Ceux qui se réconfortent en citant le vieil adage "Une telle chose ne peut pas se produire ici" devraient y réfléchir à deux fois. Le brusque tournant à droite de l'ensemble de l'establishment politique américain et sa rupture irrévocable avec les principes démocratiques énoncés dans la Constitution et dans la Déclaration des Droits ont atteint un stade très avancé.
Il y a moins de quarante ans, un Comité sénatorial extraordinaire dirigé par le sénateur de l'Idaho Frank Church, avaient vraiment soumis les responsables des opérations secrètes de la CIA à un interrogatoire serré, dénonçant celle-ci pour ses pratiques et introduisant une loi contre elles. Même le président républicain Gerald Ford avait été obligé de déclarer que son gouvernement « désapprouvait, en toute circonstance, toute tentative d'assassinat » et de « condamner toute implication de la CIA » dans la « préparation d'assassinats ».
Bien qu'il ne fasse aucun doute que le gouvernement américain et ses agences d'espionnage ont continué à commettre des crimes dans les années qui ont suivi, le soutien pour des formes de gouvernement démocratiques bourgeoises au sein de l'establishment politique restait suffisamment solide pour forcer le gouvernement à rejeter officiellement l'assassinat comme politique d'Etat.
Il y a seulement quatre ans, l'implication de Brennan en tant que haut responsable de la CIA dans des crimes comme la torture, la "restitution extraordinaire" et les "sites noirs" secrets opérés par la CIA avait encore empêché qu'Obama ne le nomme directeur de la CIA. A présent, non seulement ces crimes sont pardonnés, mais des crimes plus sérieux encore, commis dans le cadre du programme d'assassinats ciblés, ne sont pas remis en question.

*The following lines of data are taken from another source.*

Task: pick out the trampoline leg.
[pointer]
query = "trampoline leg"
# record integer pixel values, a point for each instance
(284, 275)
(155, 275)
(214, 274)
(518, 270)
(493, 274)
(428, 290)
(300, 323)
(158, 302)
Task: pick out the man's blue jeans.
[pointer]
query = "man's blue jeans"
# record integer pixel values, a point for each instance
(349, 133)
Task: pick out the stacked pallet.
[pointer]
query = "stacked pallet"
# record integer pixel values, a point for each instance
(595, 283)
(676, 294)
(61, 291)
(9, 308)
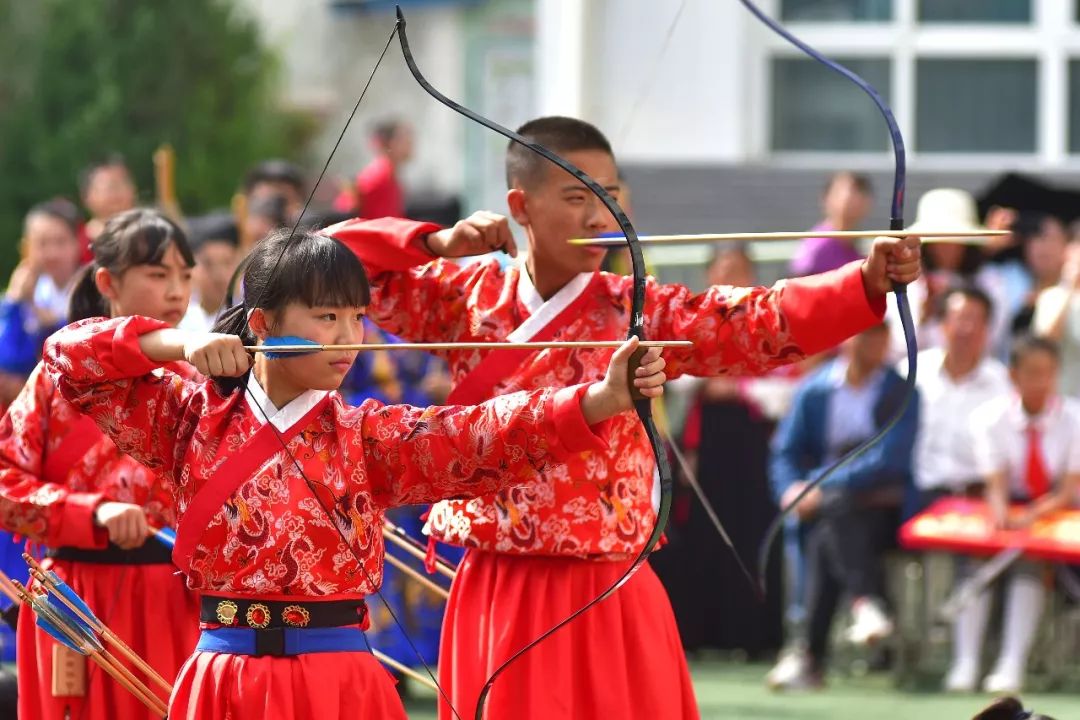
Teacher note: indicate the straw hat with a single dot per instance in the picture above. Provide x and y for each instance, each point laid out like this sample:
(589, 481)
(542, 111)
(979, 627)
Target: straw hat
(948, 208)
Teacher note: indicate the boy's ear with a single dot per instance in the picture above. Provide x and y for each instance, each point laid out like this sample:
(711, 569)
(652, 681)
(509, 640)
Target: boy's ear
(257, 322)
(515, 201)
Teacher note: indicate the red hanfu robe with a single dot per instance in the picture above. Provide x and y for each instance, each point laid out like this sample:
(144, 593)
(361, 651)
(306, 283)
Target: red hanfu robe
(55, 469)
(272, 540)
(538, 553)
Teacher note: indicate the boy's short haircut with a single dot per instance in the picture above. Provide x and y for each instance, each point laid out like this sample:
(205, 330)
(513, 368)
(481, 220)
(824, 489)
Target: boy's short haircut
(861, 180)
(558, 134)
(971, 293)
(1027, 344)
(58, 208)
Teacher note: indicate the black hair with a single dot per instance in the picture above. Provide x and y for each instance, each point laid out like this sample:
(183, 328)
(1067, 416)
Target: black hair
(272, 207)
(58, 208)
(1027, 344)
(109, 160)
(385, 130)
(274, 171)
(970, 291)
(970, 262)
(218, 227)
(861, 181)
(307, 268)
(1009, 708)
(134, 238)
(559, 135)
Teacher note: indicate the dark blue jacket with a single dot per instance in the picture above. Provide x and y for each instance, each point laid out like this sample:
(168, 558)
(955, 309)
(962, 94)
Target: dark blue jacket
(799, 445)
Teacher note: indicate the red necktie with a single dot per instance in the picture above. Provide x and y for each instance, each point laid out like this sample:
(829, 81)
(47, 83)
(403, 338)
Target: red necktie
(1036, 477)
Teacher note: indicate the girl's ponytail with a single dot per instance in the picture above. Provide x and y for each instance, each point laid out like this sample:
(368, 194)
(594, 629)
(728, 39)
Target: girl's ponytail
(86, 300)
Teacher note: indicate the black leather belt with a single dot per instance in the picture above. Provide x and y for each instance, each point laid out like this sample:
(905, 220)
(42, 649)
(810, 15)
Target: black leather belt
(150, 553)
(262, 614)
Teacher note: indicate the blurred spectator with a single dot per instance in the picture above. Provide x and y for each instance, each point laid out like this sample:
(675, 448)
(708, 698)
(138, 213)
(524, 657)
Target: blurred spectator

Nous avons déjà vu dans les dernières années les lois anti-terroristes appliquées à des manifestants et à des dissidents aux Etats-Unis même; de l'arrestation en mai dernier à Chicago de cinq personnes qui furent accusées de « conspiration en vue de commettre un acte de terrorisme » parce qu'elles étaient engagées dans des protestations anti-Otan, à la révélation que le FBI avait mené, au niveau national, une enquête où le mouvement Occupez Wall Street était traité comme du "terrorisme intérieur".
Ce qui entraîne ce tournant vers des méthodes propres aux dictatures policières, ce sont les changements profonds qui se sont produits dans la structure de la société américaine. Le large fossé qui s'est creusé et continue de se creuser entre les milliardaires et les multimillionnaires qui contrôlent la vie économique et politique d'un côté et la population laborieuse de l'autre – la vaste majorité de la population – est incompatible avec la démocratie.

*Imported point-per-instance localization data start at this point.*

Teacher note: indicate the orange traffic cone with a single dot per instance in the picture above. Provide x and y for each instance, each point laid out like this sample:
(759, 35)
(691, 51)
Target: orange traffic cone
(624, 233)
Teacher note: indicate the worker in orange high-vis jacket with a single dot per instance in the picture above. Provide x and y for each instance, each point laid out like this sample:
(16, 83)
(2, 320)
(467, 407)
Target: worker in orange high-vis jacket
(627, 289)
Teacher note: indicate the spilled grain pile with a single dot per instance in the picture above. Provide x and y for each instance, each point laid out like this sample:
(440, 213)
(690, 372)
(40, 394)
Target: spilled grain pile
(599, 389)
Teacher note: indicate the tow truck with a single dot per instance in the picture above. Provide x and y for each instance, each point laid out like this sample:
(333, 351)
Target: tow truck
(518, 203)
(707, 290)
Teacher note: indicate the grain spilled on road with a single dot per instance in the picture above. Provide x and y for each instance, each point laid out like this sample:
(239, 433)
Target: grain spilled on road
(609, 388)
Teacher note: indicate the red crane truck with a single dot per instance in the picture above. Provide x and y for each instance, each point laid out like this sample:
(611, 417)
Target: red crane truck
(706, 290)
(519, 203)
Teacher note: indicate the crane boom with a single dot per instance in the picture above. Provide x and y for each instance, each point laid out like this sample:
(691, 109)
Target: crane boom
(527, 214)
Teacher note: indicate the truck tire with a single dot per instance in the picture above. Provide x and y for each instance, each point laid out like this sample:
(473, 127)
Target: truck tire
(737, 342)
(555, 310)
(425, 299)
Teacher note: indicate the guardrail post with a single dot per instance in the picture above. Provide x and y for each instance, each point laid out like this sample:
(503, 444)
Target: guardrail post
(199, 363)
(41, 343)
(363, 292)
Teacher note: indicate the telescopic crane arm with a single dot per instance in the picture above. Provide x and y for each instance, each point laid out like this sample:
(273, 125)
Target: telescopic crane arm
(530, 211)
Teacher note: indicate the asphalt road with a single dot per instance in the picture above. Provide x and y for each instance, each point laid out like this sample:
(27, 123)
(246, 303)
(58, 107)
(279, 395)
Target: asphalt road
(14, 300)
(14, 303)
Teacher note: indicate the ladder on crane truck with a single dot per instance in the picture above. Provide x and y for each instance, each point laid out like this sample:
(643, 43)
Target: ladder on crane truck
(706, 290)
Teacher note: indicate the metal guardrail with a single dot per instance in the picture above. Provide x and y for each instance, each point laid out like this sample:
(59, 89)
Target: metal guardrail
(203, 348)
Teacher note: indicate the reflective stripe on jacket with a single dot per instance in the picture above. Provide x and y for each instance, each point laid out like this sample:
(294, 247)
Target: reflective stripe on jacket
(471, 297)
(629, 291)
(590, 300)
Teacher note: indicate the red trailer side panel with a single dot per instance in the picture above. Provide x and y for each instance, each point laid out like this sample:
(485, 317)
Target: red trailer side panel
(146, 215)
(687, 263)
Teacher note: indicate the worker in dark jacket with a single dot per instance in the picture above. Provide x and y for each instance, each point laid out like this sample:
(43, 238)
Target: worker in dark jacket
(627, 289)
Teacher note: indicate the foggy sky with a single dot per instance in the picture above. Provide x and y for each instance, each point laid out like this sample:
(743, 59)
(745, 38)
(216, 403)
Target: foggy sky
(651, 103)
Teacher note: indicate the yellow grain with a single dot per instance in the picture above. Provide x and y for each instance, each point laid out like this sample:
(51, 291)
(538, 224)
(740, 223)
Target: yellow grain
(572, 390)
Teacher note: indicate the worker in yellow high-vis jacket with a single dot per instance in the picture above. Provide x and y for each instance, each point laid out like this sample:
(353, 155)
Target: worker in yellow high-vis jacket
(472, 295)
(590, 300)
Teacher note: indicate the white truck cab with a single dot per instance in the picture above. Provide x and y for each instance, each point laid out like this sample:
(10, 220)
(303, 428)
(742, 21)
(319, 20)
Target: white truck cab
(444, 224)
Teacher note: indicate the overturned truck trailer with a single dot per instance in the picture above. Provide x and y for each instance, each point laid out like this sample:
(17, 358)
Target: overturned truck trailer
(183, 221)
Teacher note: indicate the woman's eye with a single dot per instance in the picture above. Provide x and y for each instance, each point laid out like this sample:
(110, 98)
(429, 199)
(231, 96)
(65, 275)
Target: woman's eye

C'est ce qui explique en fin de compte la complicité entre l'Administration Obama, le Congrès, les deux principaux partis et les mass-médias quant aux assassinats ciblés. L'oligarchie régnante des Etats-Unis réalise que la polarisation sociale de plus en plus forte et la crise économique prolongée sont en train de créer les conditions de soulèvements sociaux et se prépare en conséquence.
La classe ouvrière doit effectuer ses propres préparatifs en vue des batailles révolutionnaires qui vont se produire.